I've had the Lookout Car Seats for more than 10 years, they still work and I still love them and my dogs love them. For those who cannot disable your front airbags, please put your dogs in the back seat. If they won't stay seated in a booster seat then put them in a crate. Your dog could be killed instantly if an airbag goes off.


----------



## Lacie's Mom (Oct 11, 2006)

I have the same ones that Debbie (My Sugar Bears) posted about. Erin (Hunter's Mom) was the 1st one that posted about these (I think) and I bought 2 of the large just in case the girls wanted to spread out when we take trips. The 2 fit PERFECTLY in the backseat of my Jaguar. Prior to getting these, They would be in the front seat. I also thought that we might have a big problem when I switched them to the back seat, but they were fine with it. I think that they really like the fact that they can see me because the seats are high and that they can also see out.

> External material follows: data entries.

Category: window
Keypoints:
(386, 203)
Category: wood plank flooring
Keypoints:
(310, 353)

Don't forget to get the proper safey harness to attach to the carseat. A regular harness might break in an accident.


----------



## momtoboo (Jan 30, 2006)

MaryH said:


> I've had the Lookout Car Seats for more than 10 years, they still work and I still love them and my dogs love them. For those who cannot disable your front airbags, please put your dogs in the back seat. If they won't stay seated in a booster seat then put them in a crate. Your dog could be killed instantly if an airbag goes off.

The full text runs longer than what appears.